Fondamentalement, deux obstacles principaux existent. Le premier concerne la faisabilité technique de l’évaluation de l’impact sanitaire à grande échelle. Etant donné que les récompenses du HIF dépendent clairement du rendement du médicament, l’évaluation des résultats est primordiale. Les sociétés pharmaceutiques comme les gouvernements doivent avoir la certitude qu’il est possible d’évaluer les résultats de façon raisonnablement consistante. Heureusement, il y a un intérêt croissant pour la rémunération des médicaments au rendement dans presque tous les systèmes de santé ; le Conseil européen de la recherche a d’ailleurs récemment octroyé une subvention afin de poursuivre une recherche approfondie à ce sujet *. Nous sommes également en train de développer un projet pilote qui abordera certains des problèmes réels les plus difficiles de l’évaluation des impacts sanitaires dans les pays en développement.
En second lieu, les gouvernements devront s’unir autour du principe de financement d’un tel programme, et cela présuppose une coopération internationale. Nous constatons un état d’esprit similaire au sein de l’Assemblée mondiale de la santé, qui reconnaît maintenant l’importance d’un mécanisme de financement commun.

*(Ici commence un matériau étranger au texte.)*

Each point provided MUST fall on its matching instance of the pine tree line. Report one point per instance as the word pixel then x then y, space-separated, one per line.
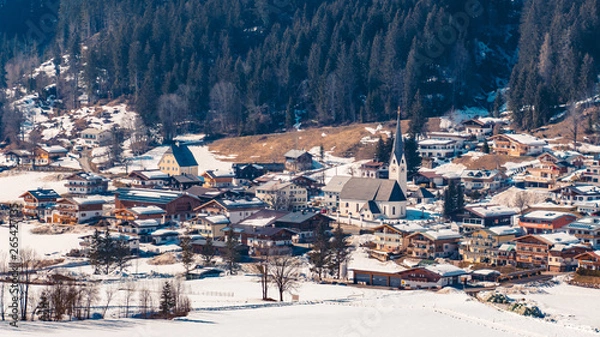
pixel 251 66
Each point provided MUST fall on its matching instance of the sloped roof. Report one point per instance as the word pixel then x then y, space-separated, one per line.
pixel 297 217
pixel 336 184
pixel 183 155
pixel 422 193
pixel 262 218
pixel 295 153
pixel 42 194
pixel 187 178
pixel 372 189
pixel 371 206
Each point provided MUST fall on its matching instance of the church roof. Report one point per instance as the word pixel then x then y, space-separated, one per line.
pixel 372 189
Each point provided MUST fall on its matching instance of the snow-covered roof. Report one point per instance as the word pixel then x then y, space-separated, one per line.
pixel 165 231
pixel 483 174
pixel 436 141
pixel 525 139
pixel 563 238
pixel 587 223
pixel 446 270
pixel 491 210
pixel 146 223
pixel 485 272
pixel 505 230
pixel 218 219
pixel 506 247
pixel 147 210
pixel 88 201
pixel 545 215
pixel 336 184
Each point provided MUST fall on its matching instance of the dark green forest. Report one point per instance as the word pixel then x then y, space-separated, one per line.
pixel 236 67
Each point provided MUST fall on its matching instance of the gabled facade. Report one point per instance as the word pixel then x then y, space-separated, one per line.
pixel 298 161
pixel 517 145
pixel 235 210
pixel 148 178
pixel 331 191
pixel 37 200
pixel 478 128
pixel 433 244
pixel 140 213
pixel 483 180
pixel 438 148
pixel 544 222
pixel 96 137
pixel 482 245
pixel 373 169
pixel 283 196
pixel 372 199
pixel 178 159
pixel 177 205
pixel 218 179
pixel 392 239
pixel 587 230
pixel 84 183
pixel 397 167
pixel 589 260
pixel 77 210
pixel 483 216
pixel 45 155
pixel 533 250
pixel 209 226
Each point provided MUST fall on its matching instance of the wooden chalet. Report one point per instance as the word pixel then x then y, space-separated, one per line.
pixel 37 200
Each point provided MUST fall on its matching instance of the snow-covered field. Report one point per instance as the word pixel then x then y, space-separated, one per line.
pixel 326 310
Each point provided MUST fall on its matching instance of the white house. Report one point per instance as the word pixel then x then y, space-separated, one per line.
pixel 438 148
pixel 96 137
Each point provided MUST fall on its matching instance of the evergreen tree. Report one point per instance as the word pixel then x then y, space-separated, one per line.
pixel 232 253
pixel 413 157
pixel 43 308
pixel 187 255
pixel 320 255
pixel 450 200
pixel 95 251
pixel 208 252
pixel 340 252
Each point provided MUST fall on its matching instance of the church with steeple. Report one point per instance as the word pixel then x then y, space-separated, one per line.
pixel 374 199
pixel 397 168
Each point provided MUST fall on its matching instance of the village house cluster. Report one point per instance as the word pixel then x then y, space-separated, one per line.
pixel 271 207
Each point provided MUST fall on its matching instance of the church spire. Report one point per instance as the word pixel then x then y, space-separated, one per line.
pixel 398 169
pixel 398 149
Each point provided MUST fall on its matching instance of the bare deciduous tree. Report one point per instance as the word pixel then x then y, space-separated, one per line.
pixel 29 262
pixel 262 269
pixel 284 273
pixel 522 201
pixel 109 293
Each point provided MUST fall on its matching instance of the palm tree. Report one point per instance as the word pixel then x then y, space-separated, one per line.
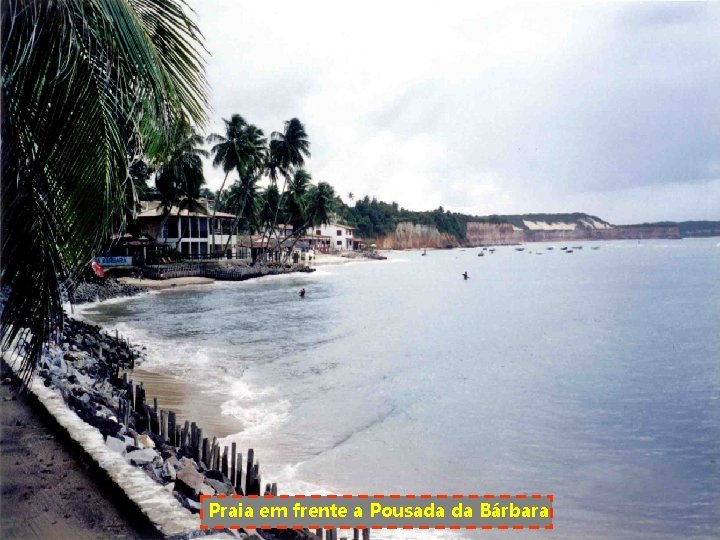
pixel 296 201
pixel 85 84
pixel 288 151
pixel 243 148
pixel 244 200
pixel 318 207
pixel 180 179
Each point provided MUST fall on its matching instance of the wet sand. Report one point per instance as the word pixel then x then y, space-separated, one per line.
pixel 47 492
pixel 188 400
pixel 166 283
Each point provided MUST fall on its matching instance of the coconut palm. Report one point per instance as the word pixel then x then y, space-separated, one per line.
pixel 85 84
pixel 180 179
pixel 296 200
pixel 288 151
pixel 243 148
pixel 319 203
pixel 244 200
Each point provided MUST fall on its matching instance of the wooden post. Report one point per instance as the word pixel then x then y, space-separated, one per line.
pixel 225 470
pixel 198 440
pixel 211 456
pixel 238 475
pixel 171 428
pixel 206 450
pixel 249 471
pixel 164 425
pixel 233 451
pixel 186 434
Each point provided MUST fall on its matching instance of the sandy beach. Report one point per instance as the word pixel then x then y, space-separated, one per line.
pixel 166 283
pixel 46 491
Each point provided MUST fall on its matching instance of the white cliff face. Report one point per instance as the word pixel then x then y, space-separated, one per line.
pixel 409 235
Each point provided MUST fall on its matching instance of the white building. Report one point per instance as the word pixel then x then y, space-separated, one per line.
pixel 191 232
pixel 332 237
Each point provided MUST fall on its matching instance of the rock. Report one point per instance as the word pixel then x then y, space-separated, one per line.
pixel 189 481
pixel 186 462
pixel 145 442
pixel 142 457
pixel 192 505
pixel 169 471
pixel 115 444
pixel 216 475
pixel 220 487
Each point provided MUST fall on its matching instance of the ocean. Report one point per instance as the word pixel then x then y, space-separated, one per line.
pixel 594 376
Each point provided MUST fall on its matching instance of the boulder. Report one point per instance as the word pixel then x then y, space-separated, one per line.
pixel 142 457
pixel 189 481
pixel 115 444
pixel 144 441
pixel 220 487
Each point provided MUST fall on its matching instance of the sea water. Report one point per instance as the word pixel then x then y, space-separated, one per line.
pixel 592 375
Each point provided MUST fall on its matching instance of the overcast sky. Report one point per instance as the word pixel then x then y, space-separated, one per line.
pixel 610 109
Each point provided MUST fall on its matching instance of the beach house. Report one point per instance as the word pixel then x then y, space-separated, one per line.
pixel 332 237
pixel 196 234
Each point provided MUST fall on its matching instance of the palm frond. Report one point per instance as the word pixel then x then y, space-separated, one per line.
pixel 85 84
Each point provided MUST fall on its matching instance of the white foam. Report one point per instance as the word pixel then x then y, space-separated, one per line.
pixel 260 410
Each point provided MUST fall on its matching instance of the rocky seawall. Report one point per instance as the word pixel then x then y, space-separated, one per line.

De quelles façons les organisations internationales – telles que l’ONU et l’UNESCO – peuvent-elles participer aux efforts dans l’accès des médicaments vitaux aux patients dans le monde ?

Afin de mener à bien un plan de réforme complexe de restructuration du système international des droits de propriété intellectuelle tel que celui-ci, trois aspects principaux sont nécessaires :

1) Une recherche approfondie de haute qualité, ce que l’on assurera grâce au projet subventionné par le Conseil européen de recherche ;

2) L’adhésion des compagnies pharmaceutiques, y compris pour des études pilotes pour ajuster et vérifier notre plan de réforme. Nous sommes actuellement en plein développement d’une étude pilote en Inde ;

3) L’adhésion des décideurs politiques et du public pour le financement de la réforme.

Les organisations internationales telles que l’ONU et l’UNESCO apportent une grande aide en assurant un soutien à des plans de réforme précis. Par exemple, le programme de bioéthique de l’UNESCO participe activement au renforcement des capacités au sujet de questions éthiques dans les pays en développement. Cela consiste généralement en la mise en place et la formation de comités d’éthique. Ce faisant, l’Organisation travaille cependant en liaison avec des personnes occupant des postes à responsabilité dans des pays qui bénéficieraient grandement de la création et de l’introduction du HIF. Par conséquent, populariser un plan de réforme précis tel que le HIF serait un des moyens qu’une institution telle que l’UNESCO aurait pour changer les choses.

De bonnes recherches et de bonnes intentions ne suffiront pas à atteindre un changement réel et durable : le soutien des organisations internationales et des décideurs politiques est essentiel.

* La subvention a été accordée au Professeur Thomas Pogge pour la période 2014-2019. Le séminaire organisé à l’UNESCO le 6 juin 2014 a été en partie financé par le Conseil européen de la recherche conformément au septième programme-cadre de recherche de l’Union européenne (FP/2007-2013) / Accord de subvention CER no. 339239.